Für das EBITDA im Gesamtjahr wird nunmehr eine Spanne zwischen 14 Millionen und 17 Millionen Euro als erzielbar angesehen. Anfang des Jahres war der Vorstand hier noch von einer bis fünf Millionen Euro ausgegangen, ehe die Prognose im August mit den Halbjahreszahlen auf fünf Millionen bis acht Millionen Euro erhöht wurde.

Besonders interessant: Der Vorstand peilt nun auch auf Gesamtjahressicht ein positives Konzernergebnis an – und will damit bereits ein Jahr früher als geplant schwarze Zahlen schreiben.

Beim Umsatzes wird unverändert eine Erreichung des unteren Endes des Prognosekorridors von 550 Millionen bis 570 Millionen Euro (Vorjahr: 626 Millionen Euro) erwartet.

Delticom (WKN: 514680)

Wer vor acht Jahren bei Delticom im Hoch bei 82 Euro auf die Aktie der Niedersachsen gesetzt hat, saß zwischenzeitlich auf Verlusten von über 95 Prozent.

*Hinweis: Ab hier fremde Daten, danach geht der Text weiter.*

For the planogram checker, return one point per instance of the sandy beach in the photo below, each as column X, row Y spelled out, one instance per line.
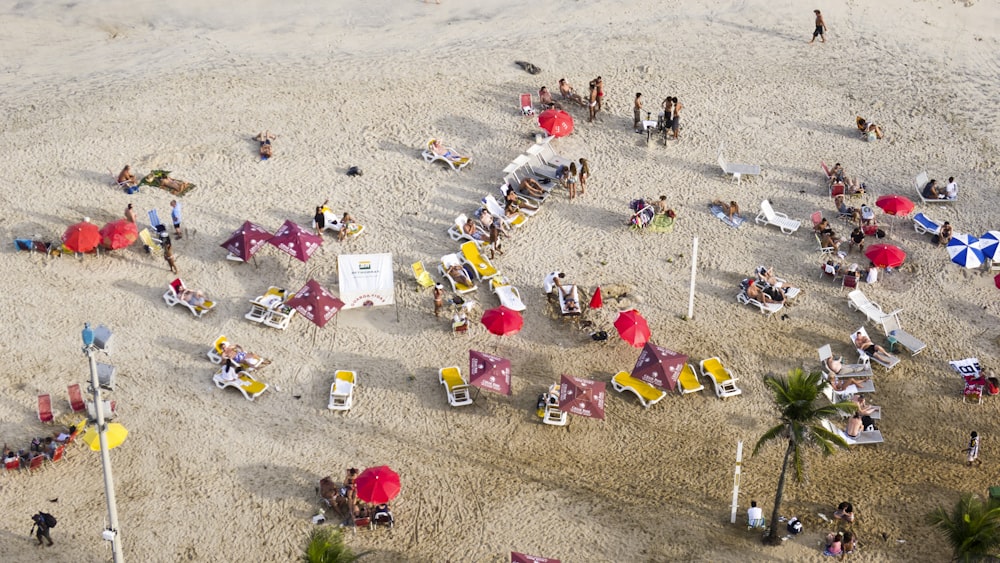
column 207, row 476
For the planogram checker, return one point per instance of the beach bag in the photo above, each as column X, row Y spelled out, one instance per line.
column 794, row 526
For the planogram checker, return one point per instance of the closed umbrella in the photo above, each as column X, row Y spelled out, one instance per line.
column 82, row 237
column 632, row 328
column 885, row 255
column 556, row 122
column 964, row 251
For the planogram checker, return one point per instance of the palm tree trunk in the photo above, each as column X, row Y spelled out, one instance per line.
column 772, row 532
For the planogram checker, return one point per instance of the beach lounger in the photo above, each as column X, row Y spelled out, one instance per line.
column 738, row 171
column 768, row 216
column 527, row 108
column 508, row 295
column 342, row 390
column 456, row 385
column 75, row 398
column 925, row 225
column 864, row 437
column 859, row 302
column 449, row 260
column 724, row 382
column 423, row 277
column 646, row 393
column 893, row 329
column 450, row 157
column 250, row 387
column 472, row 255
column 765, row 308
column 687, row 381
column 864, row 357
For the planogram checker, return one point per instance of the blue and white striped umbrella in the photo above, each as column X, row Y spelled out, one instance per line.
column 989, row 243
column 964, row 251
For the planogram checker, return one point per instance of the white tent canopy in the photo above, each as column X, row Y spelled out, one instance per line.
column 366, row 280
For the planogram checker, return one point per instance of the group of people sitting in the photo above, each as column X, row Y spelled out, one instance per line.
column 343, row 499
column 38, row 447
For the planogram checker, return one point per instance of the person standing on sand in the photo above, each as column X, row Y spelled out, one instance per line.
column 820, row 28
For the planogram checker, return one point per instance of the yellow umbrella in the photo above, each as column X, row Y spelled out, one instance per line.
column 116, row 435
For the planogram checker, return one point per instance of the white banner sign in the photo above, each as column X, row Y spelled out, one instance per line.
column 366, row 280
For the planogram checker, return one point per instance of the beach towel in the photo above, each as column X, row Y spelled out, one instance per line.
column 155, row 178
column 735, row 222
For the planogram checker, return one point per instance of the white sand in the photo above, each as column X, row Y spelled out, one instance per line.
column 208, row 476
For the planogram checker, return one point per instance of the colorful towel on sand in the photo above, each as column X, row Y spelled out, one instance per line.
column 735, row 222
column 661, row 224
column 156, row 178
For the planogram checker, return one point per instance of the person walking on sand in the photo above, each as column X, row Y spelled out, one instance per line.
column 820, row 28
column 973, row 450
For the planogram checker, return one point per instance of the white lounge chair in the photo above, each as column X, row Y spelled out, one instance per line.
column 859, row 302
column 456, row 385
column 738, row 171
column 768, row 216
column 508, row 295
column 646, row 393
column 893, row 329
column 864, row 437
column 765, row 308
column 342, row 390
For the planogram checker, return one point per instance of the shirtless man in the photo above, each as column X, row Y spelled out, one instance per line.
column 567, row 92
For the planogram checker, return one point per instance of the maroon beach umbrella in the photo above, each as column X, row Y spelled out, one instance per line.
column 885, row 255
column 315, row 303
column 82, row 237
column 516, row 557
column 489, row 372
column 581, row 396
column 556, row 122
column 296, row 240
column 659, row 366
column 377, row 485
column 247, row 240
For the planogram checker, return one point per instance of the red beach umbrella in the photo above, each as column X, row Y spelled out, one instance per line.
column 82, row 237
column 296, row 241
column 897, row 205
column 632, row 328
column 582, row 396
column 315, row 303
column 596, row 302
column 516, row 557
column 377, row 485
column 885, row 255
column 556, row 122
column 659, row 366
column 247, row 240
column 119, row 234
column 502, row 321
column 489, row 372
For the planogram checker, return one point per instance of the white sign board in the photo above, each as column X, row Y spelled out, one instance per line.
column 366, row 280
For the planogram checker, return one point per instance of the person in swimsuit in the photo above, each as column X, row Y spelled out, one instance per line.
column 820, row 28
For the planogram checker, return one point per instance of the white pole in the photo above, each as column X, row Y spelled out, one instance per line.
column 736, row 480
column 111, row 534
column 694, row 268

Aus einem Börsenwert von einer Milliarde wurden magere 35 Millionen Euro. Begleitet wurde die Talfahrt von deutlich sinkenden Margen.

Mittlerweile ist Gesellschaft auf einem guten Weg, das operative Tal der Tränen zu verlassen. 2012 stand bei Umsätzen von 464 Millionen Euro noch eine EBITDA-Marge von acht Prozent und ein Gewinn je Aktie von rund zwei Euro zu Buche. 2019 wurde bei Erlösen von 626 Millionen Euro ein Verlust von 3,27 Euro je Aktie verbucht. Im laufende Jahr könnten hier bei Erlösen in Höhe von 550 Millionen Euro wieder ein Gewinn von mehr als 0,25 Euro je Aktie zu Buche stehen.

Kann der Onlinehändler für Reifen und Kompletträder diesen Trend fortsetzen, dann dürfte sich Aktie weiter von den Tiefstständen lösen und Kurs auf die 7-Euro-Marke nehmen. Ein knackiger Wintereinbruch samt hoher Nachfrage nach entsprechenden Reifen könnte diese Bewegung zusätzlich befeuern.